5 Yoga poses for digestion that are easy to learn

Yoga is great for digestion because the movement and postures help massage the internal organs and keep them functioning properly.

The mindfulness of yoga helps us to listen to our hunger signals and only eat when we’re hungry. We can also stop eating when we’re full. Yoga breathing activates our diaphragm. Deep, full breaths help keep our metabolism revved up and our body oxygenated.

Here are five yoga poses that anyone can do to keep their digestive juices flowing when the weather gets colder and heavier foods dominate. You can do them when you feel sluggish or if you know that you will need to stimulate your digestion.

Child Pose

The child’s Pose is a great pose to begin with. It helps us to connect to our breathing and feel the deep diaphragmatic breath in our lower spine and abdomen. This pose helps us relax, calm down, and reduce stress.

Start with your shins and bring your hips to your heels. Your arms should be relaxed at your sides. Breathe deeply in your back, shoulders, and body.

Hold for 8 to 10 breaths.

Mermaid Stretch

I like Mermaid because it stretches out my sides and waist. It is important to have space in the torso, abdomen, and groin area so that we can breathe properly and allow our organs to do their job. Compressing our midsection can make us feel bloated and gassy.

Come up to your shins from the Child’s Pose and lower your hips to one side. As you extend your upper arm overhead and lift your hand, walk it out towards your feet.

Keep your breath for 5 to 8 breaths on each side.

Seated Spinal Twist

Twists work like wringing a dishrag to keep things moving.

You can do Mermaid after you’ve sat on one side. Bring the opposite leg around, and place the foot just outside the bottom knee (if you have tight hips or knee problems, straighten out the bottom leg). As you turn in the direction of the arm, wrap it around the knee.
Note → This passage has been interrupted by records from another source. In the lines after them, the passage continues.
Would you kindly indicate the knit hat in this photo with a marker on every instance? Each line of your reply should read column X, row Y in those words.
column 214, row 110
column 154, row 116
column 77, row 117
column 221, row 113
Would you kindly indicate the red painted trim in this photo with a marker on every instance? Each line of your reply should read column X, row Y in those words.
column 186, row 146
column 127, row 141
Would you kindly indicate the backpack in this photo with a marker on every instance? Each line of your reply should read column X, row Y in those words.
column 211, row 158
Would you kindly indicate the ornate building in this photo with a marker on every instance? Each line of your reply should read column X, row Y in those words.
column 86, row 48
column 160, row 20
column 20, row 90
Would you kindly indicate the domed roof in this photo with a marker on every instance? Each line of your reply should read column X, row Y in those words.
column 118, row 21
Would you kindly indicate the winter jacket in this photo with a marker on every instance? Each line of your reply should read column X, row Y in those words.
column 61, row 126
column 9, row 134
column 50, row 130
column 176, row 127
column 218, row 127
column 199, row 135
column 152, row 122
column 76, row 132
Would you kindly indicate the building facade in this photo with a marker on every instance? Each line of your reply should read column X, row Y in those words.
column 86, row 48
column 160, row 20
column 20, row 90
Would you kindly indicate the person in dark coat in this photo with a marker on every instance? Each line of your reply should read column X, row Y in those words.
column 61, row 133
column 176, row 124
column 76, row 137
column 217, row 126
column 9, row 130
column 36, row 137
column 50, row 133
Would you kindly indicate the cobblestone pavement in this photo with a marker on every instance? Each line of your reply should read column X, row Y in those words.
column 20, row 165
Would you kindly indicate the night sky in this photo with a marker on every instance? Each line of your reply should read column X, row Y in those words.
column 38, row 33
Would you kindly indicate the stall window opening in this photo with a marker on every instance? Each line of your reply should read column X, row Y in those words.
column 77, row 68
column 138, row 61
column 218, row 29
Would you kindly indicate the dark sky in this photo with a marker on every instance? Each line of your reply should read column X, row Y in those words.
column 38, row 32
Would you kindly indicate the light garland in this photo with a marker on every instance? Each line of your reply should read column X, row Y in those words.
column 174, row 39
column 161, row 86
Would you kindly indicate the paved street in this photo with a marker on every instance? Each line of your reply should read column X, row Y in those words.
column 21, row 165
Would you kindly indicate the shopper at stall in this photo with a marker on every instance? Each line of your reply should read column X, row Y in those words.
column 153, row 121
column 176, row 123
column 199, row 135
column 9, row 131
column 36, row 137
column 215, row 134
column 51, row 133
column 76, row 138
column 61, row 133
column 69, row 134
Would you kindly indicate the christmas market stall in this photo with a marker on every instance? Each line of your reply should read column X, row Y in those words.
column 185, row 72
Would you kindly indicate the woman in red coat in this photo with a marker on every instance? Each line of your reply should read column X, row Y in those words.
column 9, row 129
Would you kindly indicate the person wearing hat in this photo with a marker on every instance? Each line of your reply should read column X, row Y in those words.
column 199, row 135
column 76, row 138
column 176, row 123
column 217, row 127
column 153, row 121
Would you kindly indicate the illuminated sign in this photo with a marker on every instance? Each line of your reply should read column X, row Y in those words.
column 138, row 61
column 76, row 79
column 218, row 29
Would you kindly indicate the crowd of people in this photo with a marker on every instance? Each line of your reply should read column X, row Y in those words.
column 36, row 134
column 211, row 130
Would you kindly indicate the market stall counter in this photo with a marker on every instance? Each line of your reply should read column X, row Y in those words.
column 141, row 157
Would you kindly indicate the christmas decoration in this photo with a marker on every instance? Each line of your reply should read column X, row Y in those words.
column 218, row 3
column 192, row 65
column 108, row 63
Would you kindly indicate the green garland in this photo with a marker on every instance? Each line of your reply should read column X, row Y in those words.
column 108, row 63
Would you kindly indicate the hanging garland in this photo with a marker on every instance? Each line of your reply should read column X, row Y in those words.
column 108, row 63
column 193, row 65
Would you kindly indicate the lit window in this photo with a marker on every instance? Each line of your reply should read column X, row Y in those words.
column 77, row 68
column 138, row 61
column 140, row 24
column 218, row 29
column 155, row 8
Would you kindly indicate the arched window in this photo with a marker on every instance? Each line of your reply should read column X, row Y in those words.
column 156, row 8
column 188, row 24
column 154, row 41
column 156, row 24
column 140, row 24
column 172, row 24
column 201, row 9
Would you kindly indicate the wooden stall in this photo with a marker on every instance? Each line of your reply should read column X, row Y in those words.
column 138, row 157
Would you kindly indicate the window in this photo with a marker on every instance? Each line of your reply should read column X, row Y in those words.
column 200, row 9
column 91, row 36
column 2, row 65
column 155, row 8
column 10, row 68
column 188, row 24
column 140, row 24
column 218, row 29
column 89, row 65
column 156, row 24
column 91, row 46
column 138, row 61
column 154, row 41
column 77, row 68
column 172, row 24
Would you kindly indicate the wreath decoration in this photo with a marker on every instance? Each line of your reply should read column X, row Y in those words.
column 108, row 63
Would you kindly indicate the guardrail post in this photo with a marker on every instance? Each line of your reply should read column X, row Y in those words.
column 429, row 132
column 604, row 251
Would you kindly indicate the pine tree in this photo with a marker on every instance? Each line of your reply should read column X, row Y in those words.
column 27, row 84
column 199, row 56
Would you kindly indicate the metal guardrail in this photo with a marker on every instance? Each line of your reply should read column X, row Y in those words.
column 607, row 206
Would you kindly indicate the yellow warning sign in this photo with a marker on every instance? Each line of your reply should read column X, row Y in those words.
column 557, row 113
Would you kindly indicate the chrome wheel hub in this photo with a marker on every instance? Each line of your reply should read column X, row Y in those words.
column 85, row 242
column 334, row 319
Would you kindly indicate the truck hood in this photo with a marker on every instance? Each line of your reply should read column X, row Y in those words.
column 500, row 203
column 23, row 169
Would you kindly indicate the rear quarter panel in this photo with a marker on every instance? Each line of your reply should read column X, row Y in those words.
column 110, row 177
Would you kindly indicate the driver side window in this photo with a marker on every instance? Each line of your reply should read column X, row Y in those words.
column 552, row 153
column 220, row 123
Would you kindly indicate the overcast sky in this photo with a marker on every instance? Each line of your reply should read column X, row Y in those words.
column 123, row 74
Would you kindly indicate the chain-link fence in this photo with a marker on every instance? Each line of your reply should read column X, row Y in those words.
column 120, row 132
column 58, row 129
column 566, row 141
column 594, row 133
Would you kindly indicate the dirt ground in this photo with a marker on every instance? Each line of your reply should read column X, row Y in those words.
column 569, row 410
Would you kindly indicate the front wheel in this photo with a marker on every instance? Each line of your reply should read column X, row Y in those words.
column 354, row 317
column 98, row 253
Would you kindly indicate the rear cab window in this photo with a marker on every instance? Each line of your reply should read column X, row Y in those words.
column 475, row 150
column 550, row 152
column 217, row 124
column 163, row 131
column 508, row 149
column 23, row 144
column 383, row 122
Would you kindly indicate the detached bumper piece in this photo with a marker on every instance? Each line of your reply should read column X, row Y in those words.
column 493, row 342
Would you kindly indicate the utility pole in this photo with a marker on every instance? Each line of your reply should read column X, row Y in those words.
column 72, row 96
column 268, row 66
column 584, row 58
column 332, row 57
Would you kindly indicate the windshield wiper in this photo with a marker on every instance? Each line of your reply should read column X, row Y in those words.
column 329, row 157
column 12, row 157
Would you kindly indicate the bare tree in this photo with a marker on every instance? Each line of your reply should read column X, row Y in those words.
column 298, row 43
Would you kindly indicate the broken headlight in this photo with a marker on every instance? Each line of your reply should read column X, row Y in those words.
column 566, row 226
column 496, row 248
Switch sides after five to eight breaths.

Pigeon Pose

Most of our junk is stored in the trunks. Pigeon can help us get rid of it. The tightness of our hips can make us feel backed up or confined. Pigeons can be a great hip opener to release pressure from the outer hips, thighs, and abdominals.

After five to eight breaths, switch sides. After five to eight breaths, switch sides.

King Arthur Lunge

A tight psoas muscle and hip flexors will pull our lower back forward and cause us to round. The psoas crosses from the upper inside to the lower outside of the hip.